Les réseaux sociaux regorgent de conseils pour augmenter sa productivité, mieux s’organiser, mieux utiliser divers logiciels comme Excel ou Notion. Certains influenceurs s’en sont même fait une spécialité. Le quotidien El País les a surnommés les “ninjas de la productivité” et s’est penché sur ce phénomène.

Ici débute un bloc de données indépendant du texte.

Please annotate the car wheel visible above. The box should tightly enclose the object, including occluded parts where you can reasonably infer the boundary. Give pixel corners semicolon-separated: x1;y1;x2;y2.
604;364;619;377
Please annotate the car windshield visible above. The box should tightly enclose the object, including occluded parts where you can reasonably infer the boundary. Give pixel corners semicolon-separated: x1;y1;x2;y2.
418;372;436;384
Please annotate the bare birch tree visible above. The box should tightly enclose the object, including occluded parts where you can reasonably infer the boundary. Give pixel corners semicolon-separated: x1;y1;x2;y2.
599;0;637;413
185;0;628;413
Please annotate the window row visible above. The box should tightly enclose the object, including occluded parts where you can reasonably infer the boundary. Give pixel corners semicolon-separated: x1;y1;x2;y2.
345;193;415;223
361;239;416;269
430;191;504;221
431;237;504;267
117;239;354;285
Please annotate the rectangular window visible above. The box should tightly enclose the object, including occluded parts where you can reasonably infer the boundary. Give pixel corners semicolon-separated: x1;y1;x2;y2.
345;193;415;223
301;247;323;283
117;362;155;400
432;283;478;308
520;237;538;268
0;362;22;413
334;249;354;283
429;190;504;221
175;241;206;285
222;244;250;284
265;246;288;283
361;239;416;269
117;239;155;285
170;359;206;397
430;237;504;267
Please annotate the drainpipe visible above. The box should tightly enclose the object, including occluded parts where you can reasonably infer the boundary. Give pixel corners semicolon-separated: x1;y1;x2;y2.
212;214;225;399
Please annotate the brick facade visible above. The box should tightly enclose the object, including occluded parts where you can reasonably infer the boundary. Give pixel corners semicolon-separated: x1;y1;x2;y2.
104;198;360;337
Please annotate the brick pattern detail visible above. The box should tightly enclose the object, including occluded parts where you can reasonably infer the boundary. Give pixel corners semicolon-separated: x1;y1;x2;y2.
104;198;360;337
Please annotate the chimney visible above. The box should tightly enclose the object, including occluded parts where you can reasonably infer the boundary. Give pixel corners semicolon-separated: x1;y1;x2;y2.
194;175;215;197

La pandémie a rendu cette tendance encore plus forte : “Nous avons entamé 2022 avec l’idée que la productivité était une qualité désirable, idéalisée et romantisée sur les médias sociaux, un trophée qui demande de la discipline, de l’inspiration, des rituels et des chefs de file.” En effet, la pandémie a fait naître chez de nombreuses personnes, déboussolées par les confinements et les cours ou le travail à distance, “la nostalgie de la discipline et des emplois du temps”. Elles sont donc allées chercher du réconfort chez les nouveaux gourous de la productivité qui œuvrent sur Instagram, YouTube et TikTok :

Ce sont tous des créateurs qui séduisent leurs publics avec des contenus concernant un logiciel ou une application particulière, ses raccourcis, ses petits trucs. Ces influenceurs constituent une partie puissante de l’écosystème des logiciels de productivité et de gestion de tâches, un écosystème qui représentera une valeur de 93,2 milliards d’euros en 2027, selon un rapport de [l’entreprise de conseil en études de marchés] Grand View Research.”

El País cite l’exemple d’Amy Landino, “planificatrice, sorcière du temps et reine de la ‘technique de la tomate’”. La jeune femme a plus de 401 000 abonnés sur YouTube, à qui elle apprend comment “optimiser et remplir chaque case dans Google Calendar”. Son astuce : avoir le moins de temps mort possible en découpant ses journées en tranches de quatre phases où alternent des moments de travail de vingt-cinq minutes et des pauses de cinq minutes. Elle se chronomètre grâce à son minuteur de cuisine en forme de tomate, qui a donné son nom à sa “technique”. “Je vis dans mon Google Calendar, j’y note même mes heures de sommeil parce que le temps est une ressource finie”, explique Amy Landino.

Effrayant ? Excessif ? Certainement. Pour la génération Z, née entre 1997 et 2010, cela conduit à une exaltation qui peut mener au surmenage, avec en plus une impression de supériorité morale et le sentiment d’être des “demi-dieux de la méritocratie”. La “gamification” du travail est d’autant plus accrue que la moindre action peut-être observée et mesurée, selon Lee Humpreys, professeure au département de communication à l’université Cornell, aux États-Unis. Par ailleurs, cette survalorisation de la productivité fonctionne comme un antidote à l’incertitude liée à la pandémie et, aujourd’hui, à la guerre en Ukraine. “Les jeunes trouvent du réconfort à rester occupés et à s’immerger dans une culture de la productivité toxique”, renchérie le quotidien espagnol.

Les outils d’organisation sont particulièrement précieux pour une génération sursollicitée par les outils numériques. “Il n’est pas rare qu’elle se lance dans un ‘excelmanie’ ou cherche à avoir des pics de dopamine en remplissant des listes de choses à faire.” Tout cela est regrettable, selon Tracy Brower, sociologue et autrice de The Secrets to Happiness at Work (2021, inédit en français). Cette tendance peut mener à se sentir démotivé, sous pression, voire incapable d’agir. Pour Natalie Nixon, experte en créativité, cela supprime aussi le “travail invisible”, c’est-à-dire le temps non quantifiable laissé à l’observation, à la réflexion, aux associations d’idées, à l’intuition. Ce travail invisible est d’ailleurs, selon Nixon, “le seul travail humain qui survivra à la quatrième révolution industrielle”.